В Третьем отделении, как и в корпусе жандармов, Бенкендорф княжил, а Дубельт правил. А с того дня, как пироскаф «Богатырь» увез Александра Христофоровича в благословенный Фалле, и правил и княжил. Он тоже был боевым генералом. В Бородинском бою ранен, всю кампанию проделал в корпусе Дохтурова и в корпусе Раевского. В послевоенной карьере Леонтия Васильевича случилась пренеприятная заминка: по доносу угодил Дубельт под следствие в связи с делом 14 декабря. Дело, к счастью, прекратили из-за отсутствия второго свидетеля. Вот ведь какие помехи возникали тогда в делах чрезвычайной государственной важности. Чудеса! Да-с, Леонтия Васильевича все же внесли в «Алфавит» декабристов, что не помешало Бенкендорфу четыре года спустя назначить полковника дежурным штаб-офицером корпуса жандармов. Непостижимо!

Чудеса, непостижимо? Еще бы! Реабилитированного зачислили в органы, и притом в центральный аппарат. Где это видано, где это слыхано? К тому ж еще и масона, пусть и в далекой молодости, но ведь масона. И, поговаривали, жида. Мерзавцы! Отец, исконный русский дворянин, живал за границей, исхитрился похитить принцессу, увез, как увозят цыганок, женился, жизнь прожил. Не какой-то титулярный советник Поприщин мог претендовать на корону, а он, генерал Дубельт, в жилах которого текла голубая кровь испанских Бурбонов. Ну нет, он не променял бы Россию на весь Пиренейский полуостров с заокеанскими владениями впридачу.

И верно, его любовь к России не подлежит ни малейшему сомнению. Дома, на Захарьинской, хранил Дубельт «философические письма», свои заветные записки. Писал для себя, адресовал потомкам, провидел Лютого и лютых: вся сила России в самобытности; права человека ни с чем несообразный вздор; дай крестьянину пачпорт, он бросит родной кров и пойдет шататься.

Да, Бенкендорф, надо признать, был либеральнее Дубельта. И проницательнее: он ратовал за личное освобождение крестьян, иначе взрыв, и чем позднее придет отмена крепостной зависимости, тем сильнее будет взрыв. Однако не Бенкендорфа, а именно Дубельта называл Герцен самым умным человеком в Третьем отделении. Правда, Герцен не читал его записок, а видел и говорил с ним за несколько лет до Луки Лукича.

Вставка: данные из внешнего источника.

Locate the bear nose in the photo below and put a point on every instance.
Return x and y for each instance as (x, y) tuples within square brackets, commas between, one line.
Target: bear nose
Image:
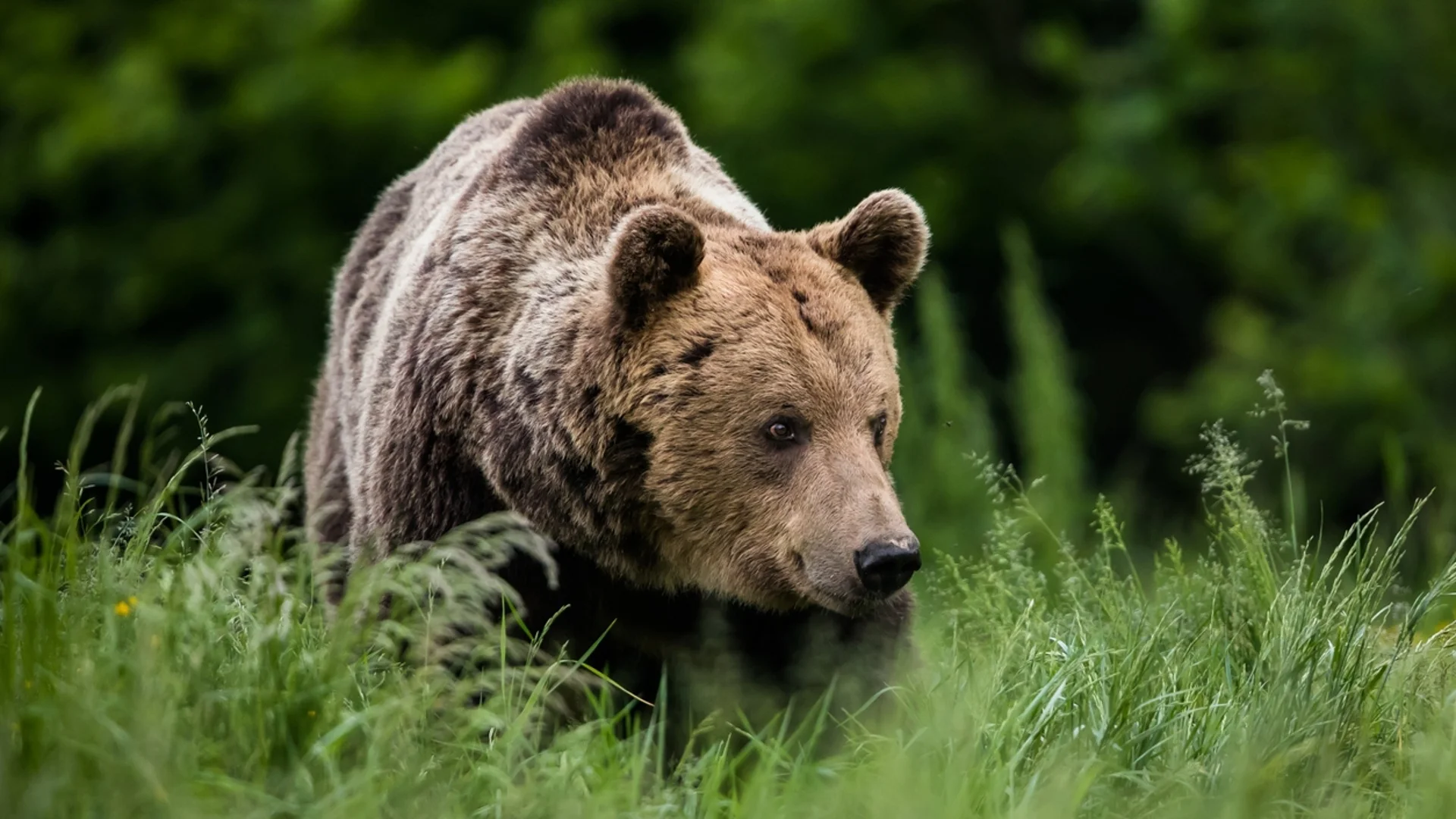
[(886, 566)]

Лука же Лукич незамедлительно получил сигары и медок. Вино разбавил водой, пил, пил, пил, утоляя жажду, всегдашнее следствие арестовации. И, утолив, счел его превосходительство, как и поэт Жуковский, человеком добрым, честным, благородным. Отсюда непреложной формулой вывел, что недоразумение аннулируют нынче же. «Терпение… Терпение… Терпение…» сказал он себе, как и Милий Алексеевич в библиотечном зале.

Час спустя Германна повели к Дубельту.

Луку Лукича не обрили наголо, как уголовного, штаны держались, он был в своем офицерском сюртуке. И знал, что сейчас все разъяснится, он выйдет из подъезда, свернет направо, сразу же налево, пересечет мост, легонько вздрагивающий на цепях, приятно пахнёт росной свежестью Летнего сада, и вот уж Михайловский замок; как ни в чем не бывало он поздоровается с воспитанниками, жаль, тетрадь со вчерашней лекцией осталась дома… Дома! По лицу Германна, как говорится, пробежала тень. Так лишь говорится, тень не пробежала, но брови сошлись к переносице. Он подумал о Шарлотте, о детях…

Леонтий Васильевич Дубельт, как всегда, приехал с Захарьинской рано. Он уже выслушал майора Озерецковского. Тот изобразил розыск как нечто, равное взятию Варшавы, и Дубельт понял, что майор врет… Леонтий Васильевич не скупился на затрещины дуракам доносчикам и вральманам агентам. Он и Булгарина однажды поставил в угол. Дубельт покровительствовал издателю «Северной пчелы», но презрительно. А в угол поставил брюхастого Фаддея с рожей бурой, как заветренный окорок, в наказание: Булгарин написал, будто в Санкт-Петербурге бывает плохая погода, а плохая погода быть не может там, где изволит жить государь император, солнце России… Отвесить плюху майору Дубельт не мог, поскольку тот был майором. И в угол поставить не мог, поскольку адъютант выполнил личное поручение Александра Христофоровича.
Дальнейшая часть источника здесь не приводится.